Этот синий апрель | страница 45
— Выскочка, циркач… — тихо сказала Гошке Надя, когда они наконец вышли на тихую ночную улицу где-то в Замоскворечье.
Ночка была теплая, фонари ласковые, московские, и, несмотря на первый час ночи, было еще много людей на улицах, на углах переулков, на скамейках скверов, возле досок почета, под светящимися часами и у чугунных перил потухших витрин.

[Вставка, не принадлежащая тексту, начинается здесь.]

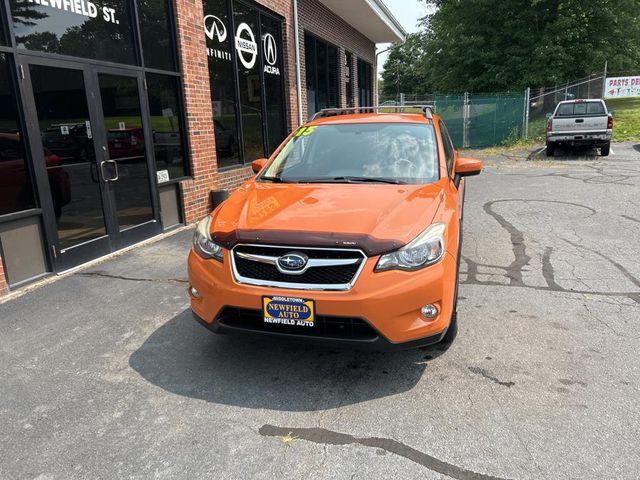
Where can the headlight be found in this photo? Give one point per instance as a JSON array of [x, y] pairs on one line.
[[427, 249], [202, 242]]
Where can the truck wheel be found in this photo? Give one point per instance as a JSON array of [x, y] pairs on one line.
[[551, 149]]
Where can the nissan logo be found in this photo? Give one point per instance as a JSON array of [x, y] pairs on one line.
[[216, 29], [270, 49], [293, 261], [246, 46]]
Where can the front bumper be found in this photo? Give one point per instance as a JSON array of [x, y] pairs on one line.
[[389, 302]]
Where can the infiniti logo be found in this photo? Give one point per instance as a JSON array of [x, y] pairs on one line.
[[270, 49], [216, 29], [293, 261]]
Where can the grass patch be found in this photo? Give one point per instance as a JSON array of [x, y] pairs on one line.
[[626, 118]]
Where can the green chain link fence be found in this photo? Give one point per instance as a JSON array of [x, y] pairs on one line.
[[474, 120]]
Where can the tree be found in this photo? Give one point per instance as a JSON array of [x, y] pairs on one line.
[[497, 45], [405, 67]]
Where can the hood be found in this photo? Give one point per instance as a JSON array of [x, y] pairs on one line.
[[376, 218]]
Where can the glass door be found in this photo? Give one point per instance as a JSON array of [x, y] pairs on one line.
[[92, 131], [64, 135], [125, 167]]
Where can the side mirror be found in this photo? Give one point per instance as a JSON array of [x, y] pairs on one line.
[[258, 165], [466, 167]]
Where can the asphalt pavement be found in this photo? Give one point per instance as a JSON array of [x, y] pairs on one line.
[[105, 374]]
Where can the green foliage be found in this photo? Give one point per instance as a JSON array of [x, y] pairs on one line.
[[405, 69], [498, 45]]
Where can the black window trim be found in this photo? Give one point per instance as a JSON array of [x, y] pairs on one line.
[[446, 138], [328, 43]]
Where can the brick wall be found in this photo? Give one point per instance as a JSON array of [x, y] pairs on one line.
[[316, 19], [321, 22]]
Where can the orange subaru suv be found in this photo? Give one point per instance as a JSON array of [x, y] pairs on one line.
[[350, 233]]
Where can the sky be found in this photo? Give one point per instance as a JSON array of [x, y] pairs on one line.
[[407, 12]]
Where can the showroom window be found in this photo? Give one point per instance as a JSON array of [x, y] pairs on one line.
[[166, 124], [16, 191], [155, 30], [246, 74], [365, 83], [3, 23], [99, 29], [348, 82], [321, 61]]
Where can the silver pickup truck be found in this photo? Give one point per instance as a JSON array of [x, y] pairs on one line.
[[585, 123]]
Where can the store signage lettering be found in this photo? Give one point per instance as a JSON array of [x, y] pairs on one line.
[[270, 50], [80, 7], [246, 46], [623, 87]]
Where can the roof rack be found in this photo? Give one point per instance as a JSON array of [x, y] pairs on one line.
[[332, 112]]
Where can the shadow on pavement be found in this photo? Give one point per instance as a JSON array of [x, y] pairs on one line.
[[184, 358]]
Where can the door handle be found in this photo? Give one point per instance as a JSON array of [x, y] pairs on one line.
[[115, 171]]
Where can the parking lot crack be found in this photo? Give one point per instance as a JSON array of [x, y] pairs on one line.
[[327, 437], [488, 376], [100, 274], [547, 269]]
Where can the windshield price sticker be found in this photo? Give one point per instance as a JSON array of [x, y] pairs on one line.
[[305, 131], [296, 312]]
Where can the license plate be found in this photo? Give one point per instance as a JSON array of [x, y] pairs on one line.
[[295, 312]]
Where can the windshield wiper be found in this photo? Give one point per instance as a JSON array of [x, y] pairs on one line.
[[274, 179], [351, 179]]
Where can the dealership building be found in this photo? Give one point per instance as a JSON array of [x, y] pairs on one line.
[[119, 118]]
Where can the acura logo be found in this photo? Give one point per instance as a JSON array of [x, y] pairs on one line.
[[293, 261], [215, 28], [270, 49]]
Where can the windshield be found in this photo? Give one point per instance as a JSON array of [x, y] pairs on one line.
[[353, 153]]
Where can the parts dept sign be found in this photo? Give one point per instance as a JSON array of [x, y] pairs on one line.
[[245, 43], [81, 7], [618, 87]]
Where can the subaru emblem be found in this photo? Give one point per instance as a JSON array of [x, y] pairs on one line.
[[293, 261]]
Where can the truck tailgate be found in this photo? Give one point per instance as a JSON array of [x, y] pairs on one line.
[[580, 124]]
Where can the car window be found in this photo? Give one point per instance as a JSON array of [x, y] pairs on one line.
[[595, 108], [404, 152], [449, 151], [580, 108]]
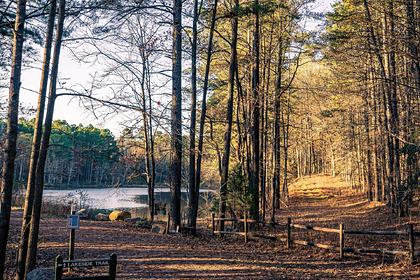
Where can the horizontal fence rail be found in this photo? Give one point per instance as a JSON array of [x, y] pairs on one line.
[[410, 234]]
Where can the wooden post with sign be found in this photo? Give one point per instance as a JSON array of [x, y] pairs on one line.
[[246, 227], [72, 235], [58, 268], [212, 224], [111, 262], [289, 233], [73, 224], [341, 233], [411, 243]]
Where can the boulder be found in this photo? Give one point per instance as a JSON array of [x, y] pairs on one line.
[[102, 217], [133, 220], [118, 215], [41, 274], [156, 228], [83, 213]]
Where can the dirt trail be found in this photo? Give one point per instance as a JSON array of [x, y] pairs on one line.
[[318, 200]]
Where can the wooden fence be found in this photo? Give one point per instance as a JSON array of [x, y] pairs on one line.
[[409, 234]]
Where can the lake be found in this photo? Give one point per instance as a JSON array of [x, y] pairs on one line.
[[110, 198]]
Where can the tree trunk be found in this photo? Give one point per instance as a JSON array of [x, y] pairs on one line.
[[40, 169], [193, 196], [27, 212], [176, 116], [204, 102], [255, 134], [11, 132], [276, 139], [229, 116]]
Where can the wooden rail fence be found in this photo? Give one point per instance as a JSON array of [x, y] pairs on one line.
[[409, 233]]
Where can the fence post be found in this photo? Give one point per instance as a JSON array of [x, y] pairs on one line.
[[212, 224], [411, 243], [246, 227], [168, 224], [289, 233], [113, 267], [58, 268], [341, 241], [72, 237]]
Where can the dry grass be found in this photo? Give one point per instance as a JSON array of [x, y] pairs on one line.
[[319, 200]]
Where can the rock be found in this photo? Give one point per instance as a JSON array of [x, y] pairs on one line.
[[41, 274], [118, 215], [102, 217], [158, 229], [83, 213], [133, 220]]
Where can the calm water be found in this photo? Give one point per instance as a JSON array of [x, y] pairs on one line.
[[108, 198]]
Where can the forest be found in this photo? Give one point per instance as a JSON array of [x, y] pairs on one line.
[[245, 98]]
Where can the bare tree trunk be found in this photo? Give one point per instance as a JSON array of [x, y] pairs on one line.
[[176, 119], [276, 139], [40, 169], [36, 142], [11, 132], [255, 134], [229, 116], [193, 196], [204, 102]]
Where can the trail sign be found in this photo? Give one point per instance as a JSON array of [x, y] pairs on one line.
[[73, 221], [111, 262]]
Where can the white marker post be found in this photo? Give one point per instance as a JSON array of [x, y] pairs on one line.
[[73, 223]]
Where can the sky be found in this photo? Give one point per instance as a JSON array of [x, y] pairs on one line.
[[72, 72]]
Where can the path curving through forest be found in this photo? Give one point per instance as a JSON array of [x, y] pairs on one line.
[[319, 200]]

Они шли веселые, юные и опьяневшие, хорошо одетые и устойчивые, и люди улыбались, глядя на них, на молодцов, окончивших школу и начинающих новую устойчивую жизнь, которая стала лучше и стала веселей, и в конце концов, черт возьми, разве не в этом дело! И Гошка глядел со стороны, как они веселятся, как Виктор и Генрих и даже толстый Рудик затеяли беготню, и Надя бежала под фонарями, совсем не так, как раньше, утомленно и еле двигая вытянутыми ногами, подражая какой-то из своих теток, а легко, но и резво, показывая, что она открыто переменила позицию и теперь ей не нужна никакая дымка, если эта дымка требует чего-то большего, чем пятерка по литературе. К черту всякую дымку, если начинается новая устойчивая жизнь и можно бегать под фонарями, а потом возвратиться к компании, красиво и тяжело дыша, и торжествующе глядеть в глаза своему приятелю, который прекрасно понимает, что это в общем-то конец. Потому что ты сопляк, а я женщина, то есть жизнь, и жизнь тебя еще многому научит, если не перестанешь заглядывать на дно сосуда, — Пушкин ему свой, видите ли, ну так припомни, чем кончаются пушкинские истории, и потом цени, что я вежливая и согласна считать Дантеса ниже этого поэта. Но если ты меня выведешь из себя, то получишь правду, которая тебе вряд ли понравится, потому что для чего Дантес — я знаю, я от него нарожу детей, а для чего Пушкин — еще никому неизвестно, разве что украшать мою и Данте сову жизнь…
— Ты меня любишь? — спросила Надя, когда остальные раскуривали первые свои официальные папиросы.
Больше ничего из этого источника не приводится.